For the original Advisory, interobserver agreement among Task Force members and two methodologists was established by interrater reliability testing. Agreement levels using a κ statistic for two-rater agreement pairs were as follows: (1) type of study design, κ = 0.49 to 0.85; (2) type of analysis, κ = 0.54 to 0.93; (3) evidence linkage assignment, κ = 0.77 to 1.00; and (4) literature inclusion for database, κ = 0.78 to 1.00. Three-rater chance-corrected agreement values were (1) study design, Sav = 0.65, Var (Sav) = 0.009; (2) type of analysis, Sav = 0.69, Var (Sav) = 0.010; (3) linkage assignment, Sav = 0.85, Var (Sav) = 0.004; and (4) literature database inclusion, Sav = 0.85, Var (Sav) = 0.013. These values represent moderate to high levels of agreement.

B. Consensus-based Evidence

For the original Advisory, consensus was obtained from multiple sources, including (1) survey opinion from consultants who were selected based on their knowledge or expertise in MRI, (2) survey opinions solicited from active members of the ASA, (3) testimony from attendees of a publicly held open forum at two national anesthesia meetings, (4) Internet commentary, and (5) Task Force opinion and interpretation. The survey rate of return was 63% (n = 50 of 79) for the consultants, and 989 surveys were received from active ASA members. Results of the surveys are reported in tables 1 and 2 and in the text of the Advisory.

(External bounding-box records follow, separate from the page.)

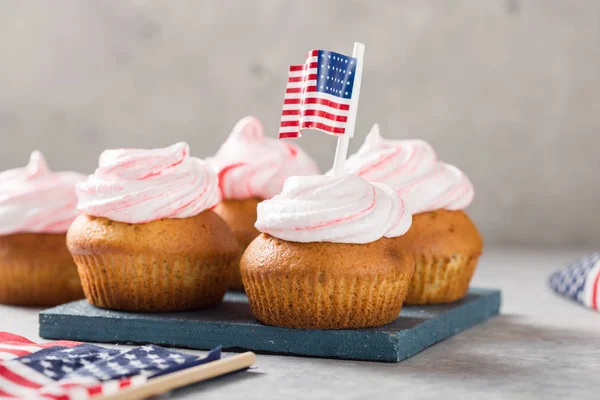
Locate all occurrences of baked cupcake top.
[207,117,319,200]
[0,151,85,235]
[255,175,412,244]
[345,124,474,214]
[77,142,221,224]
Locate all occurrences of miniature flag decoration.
[279,50,358,138]
[0,332,221,400]
[550,253,600,311]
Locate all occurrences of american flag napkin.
[550,253,600,311]
[0,332,221,400]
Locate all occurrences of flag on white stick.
[279,50,362,138]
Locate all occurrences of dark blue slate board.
[40,289,500,362]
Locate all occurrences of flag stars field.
[279,50,357,137]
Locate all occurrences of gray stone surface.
[0,0,600,244]
[0,249,600,400]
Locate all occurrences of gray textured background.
[0,0,600,245]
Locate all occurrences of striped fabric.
[279,50,358,138]
[0,332,221,400]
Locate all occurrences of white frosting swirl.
[0,151,85,235]
[345,124,474,214]
[255,175,412,244]
[207,117,319,200]
[77,143,221,224]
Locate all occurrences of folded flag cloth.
[550,253,600,311]
[0,332,221,400]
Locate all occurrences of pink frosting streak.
[345,124,475,214]
[207,117,319,199]
[256,175,412,244]
[0,151,85,235]
[77,143,221,224]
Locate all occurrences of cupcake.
[346,125,483,304]
[0,151,85,306]
[240,175,414,329]
[207,117,319,289]
[67,143,239,312]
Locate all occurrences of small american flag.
[550,253,600,311]
[0,332,221,400]
[279,50,360,138]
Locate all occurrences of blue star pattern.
[317,50,357,99]
[550,253,600,307]
[15,344,220,382]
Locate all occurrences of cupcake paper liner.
[242,268,412,329]
[0,255,84,306]
[405,254,479,304]
[74,253,235,312]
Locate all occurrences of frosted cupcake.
[207,117,319,289]
[0,151,85,306]
[346,125,483,304]
[240,175,414,329]
[67,143,239,311]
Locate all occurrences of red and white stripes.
[279,50,351,138]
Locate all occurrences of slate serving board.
[40,288,501,362]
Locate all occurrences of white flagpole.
[333,42,365,176]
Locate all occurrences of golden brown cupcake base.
[394,210,483,304]
[214,198,262,289]
[240,234,414,329]
[0,233,83,306]
[68,211,238,312]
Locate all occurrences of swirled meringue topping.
[0,151,85,235]
[255,175,412,244]
[345,124,475,214]
[77,142,221,224]
[207,117,319,200]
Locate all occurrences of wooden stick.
[98,351,256,400]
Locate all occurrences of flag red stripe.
[35,340,81,349]
[302,110,348,122]
[279,132,300,139]
[300,122,346,135]
[86,384,102,396]
[0,344,31,357]
[42,393,71,400]
[0,365,42,389]
[288,74,317,83]
[304,97,350,111]
[119,378,131,389]
[592,272,600,310]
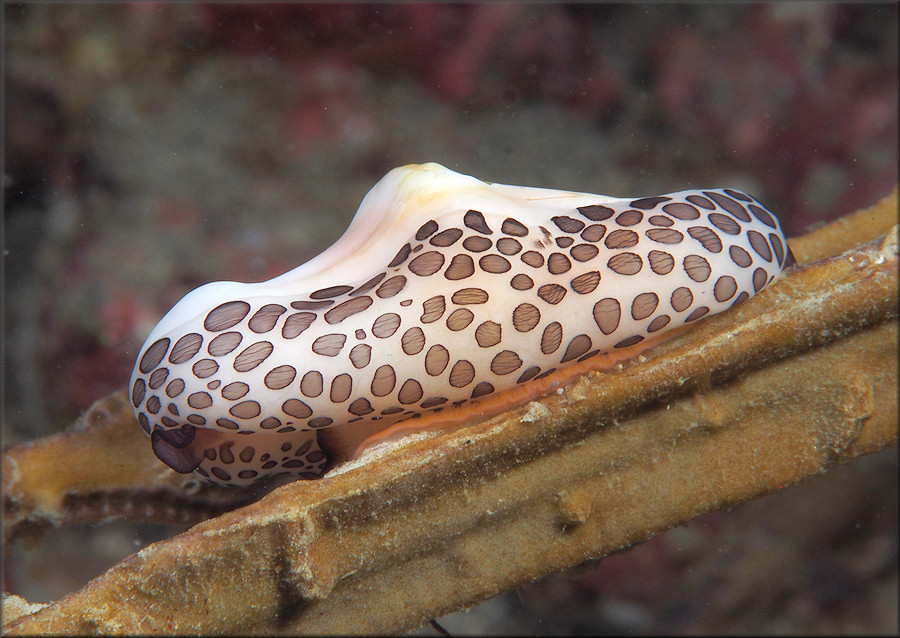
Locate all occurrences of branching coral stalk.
[4,192,898,635]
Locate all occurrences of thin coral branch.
[4,192,898,635]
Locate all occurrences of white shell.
[131,163,793,485]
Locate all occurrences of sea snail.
[130,163,794,485]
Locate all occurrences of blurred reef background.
[3,2,898,635]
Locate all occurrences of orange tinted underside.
[344,326,690,458]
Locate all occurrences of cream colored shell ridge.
[130,163,793,485]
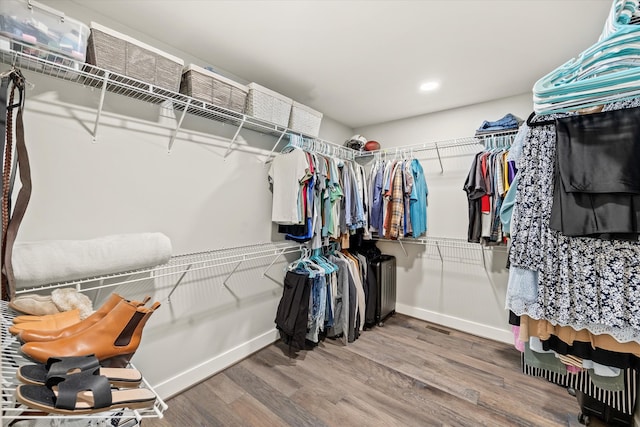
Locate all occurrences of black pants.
[275,271,312,350]
[549,108,640,240]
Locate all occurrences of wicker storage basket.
[245,83,293,127]
[87,22,184,92]
[289,101,322,136]
[180,64,249,113]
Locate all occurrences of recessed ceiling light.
[420,81,440,92]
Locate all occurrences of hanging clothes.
[365,159,428,240]
[269,146,369,249]
[463,144,513,245]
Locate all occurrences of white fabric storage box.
[0,0,89,65]
[245,83,293,127]
[87,22,184,92]
[289,101,322,136]
[180,64,249,113]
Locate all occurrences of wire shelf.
[16,242,302,295]
[0,41,304,138]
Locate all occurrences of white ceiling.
[76,0,612,128]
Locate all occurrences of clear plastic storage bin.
[0,0,89,63]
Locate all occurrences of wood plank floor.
[142,314,602,427]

The consultants were asked to indicate which, if any, of the evidence linkages would change their clinical practices if the Advisory was instituted. The rate of return was 29% (n = 23 of 79). The percent of responding consultants expecting a change in their practice associated with each linkage topic was as follows: (1) education, 30%; (2) screening of anesthesia care providers and ancillary support personnel, 13%; (3) patient screening, 26%; (4) preparation, 13%; (5) patient management during MRI: monitoring, 4%; (6) patient management during MRI: anesthetic care, 0%; (7) patient management during MRI: airway, 0%; (8) patient management during MRI: emergencies, 13%; and (9) postprocedure care, 9%. Seventy-four percent indicated that their clinical practice will not need new equipment, supplies, or training in order to implement the Practice Advisory. Eighty-five percent indicated that the Advisory would not require ongoing changes in their practice which will affect costs. Ninety-five percent of the respondents indicated that the Advisory would have no effect on the amount of time spent on a typical case, and 5% indicated that there would be a 10-min increase in the amount spent on a typical case with the implementation of this Advisory.